Surgery Log – Christmas Eve

12/24/12 – Monday – Christmas Eve – I woke up with the usual stiff and sore body. I decided I would go to the gym and to a meeting. I also did not feel like doing my usual chores in the house today so I went to Starbucks and just sat down with a Pumpkin Spice Latte. I came home and redesigned some of the earrings that Lisa gave me for my “birthday.” Janet’s family usually celebrates Christmas on the 25th but this year things were very different. Due to all her children having plans on Christmas day, they all decided to come over on Christmas Eve. That was fine but it left Christmas day empty, but this was not my call so I had to accept it. In the meantime, my legs for some reason were especially wobbly and my balance was way off. This was very upsetting and I almost fell while everybody was there. That just made me sick. I totally do not understand why some days my legs don’t feel that bad and even feel strong, and other days, I am so weak. When I came home I watched the tail end of It’s A Wonderful Life.

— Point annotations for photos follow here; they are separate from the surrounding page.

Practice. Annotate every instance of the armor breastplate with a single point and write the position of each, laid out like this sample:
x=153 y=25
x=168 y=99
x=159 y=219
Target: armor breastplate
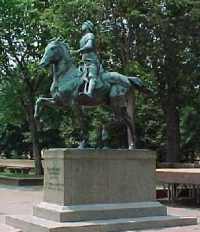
x=90 y=55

12/25/12 – Tuesday – Christmas Day – My walking was not too bad but a little wobbly again. I even walked outside with my cane for about 20 minutes or so. Then I got ready and went to a meeting. I was ranting a little before the meeting due to my wobbly legs but for some reason, after the meeting I felt a lot better. I wanted to go to Starbucks with my laptop but when I found one open, it was so packed to the gills that I just left, without even getting anything; very disappointing. I came home and put my leg brace on which helps me walk better—sort of (in a peg leg kind of way). Then more cleaning, something I seem to be obsessed with since I got crippled. Janet thinks this is because I at least have some control of this part of my life, and that seems like a good explanation. I am starting to feel depressed and hopeless even as I write this at 7:00 pm, so I will try to go to bed early tonight. I still think about ending everything each day but if I put it off long enough, I usually find something I can hang on to; some hope to keep me going for yet another day.